Charlie* was just 15 when a crunching rugby tackle put him out of the game and off his feet for almost two months with several broken bones in his foot. After years of training six times a week, Charlie found himself at home on the sofa, unable to move, alone with his thoughts.
When we spoke, Charlie was insightful about the injury’s impact on his mental health. He described his frustration at his loss of independence, his loneliness after being separated from his friends and teammates, and his worries about losing his place on the team. Rugby, he said, was a huge part of his life – and he missed it.
Charlie was one of many young people who I listened to as part of a recent research collaboration with Centre for Mental Health (CMH). Together, Podium and CMH investigated the psychological and social impacts of sports injury, the support young people need to guide them back to participation and health, and the changes in sport culture they want to see.

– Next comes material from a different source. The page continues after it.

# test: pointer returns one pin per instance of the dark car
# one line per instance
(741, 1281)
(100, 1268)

Some of their stories were inspiring – and some were shocking. All are relevant as we mark Children’s Mental Health Week 2024, which this year highlights the importance of giving young people a voice.
For every account I heard like Mila’s*, whose coach checked in with her nearly every week of the eight months she was out of karate with a back injury, I heard a story like Tom’s*, whose rugby coach told him he was over-reacting and letting the side down by taking seven weeks off with a knee injury. Mila, 16, told me she felt understood and supported by her instructor, who let her come back to training at a pace that accounted for her fear of re-injury. Meanwhile, Tom, 15, described worrying that his coach and teammates were annoyed with him, how he relied on a parent to ask for time off training and match play, and how he returned to his club feeling afraid and anxious.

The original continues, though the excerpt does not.